Weber, T. (2010). “Why companies watch your every Facebook, YouTube, Twitter move.” BBC News Online. Retrieved on October 6, 2010:
http://www.bbc.co.uk/news/business-11450923

Summary:

Weber makes the point that many companies are changing the way they are monitoring, interacting, and responding to social media. Although many companies have not fully encompassed the impact social media can have on their businesses, those that have, are actively incorporating it into both a communications tool and to a customer relationship management channel. Through social media, companies now have for the ability to collect people’s thoughts, feelings and sentiments in real-time, thus unlocking anything from current trends and hot topics to the reach of their brand and how the completion is doing.
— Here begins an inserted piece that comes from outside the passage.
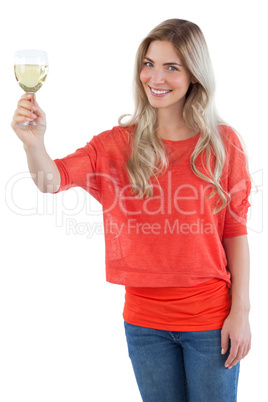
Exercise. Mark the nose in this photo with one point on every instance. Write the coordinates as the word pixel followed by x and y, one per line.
pixel 158 76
The fact that the application of social media is still not mainstream, means that businesses that have fully embraced its potential likely have a level of insight their completion is lacking, and thereby are creating a competitive advantage vs. their peers.

While some companies are still on the fence trying to figure out what to make of it, others have already come to the realization that marketing outside the social media channel is thinkable!

User Groups:

Weber makes the point that in order to survive in the world of social media, companies can forget about their old and trusted ways of doing marketing, and if they don’t adapt to the social media playbook, the results can be anything from a flopped campaign to disastrous, as witnessed with BP in the Gulf of Mexico when the company chose to ignore social media at the on-set of the disaster.

In the social media playbook old values are live and well, and the company can best succeed by an honesty approach, being genuine, and don’t pretend you are something you are not. Now the upside for adopting social media intelligently is significant. Apart from early feedback on product and services, businesses can also unveil product or service issues before they take hold, and through proactive intervention and responsiveness, have a real opportunity to turn a potential negative into something positive.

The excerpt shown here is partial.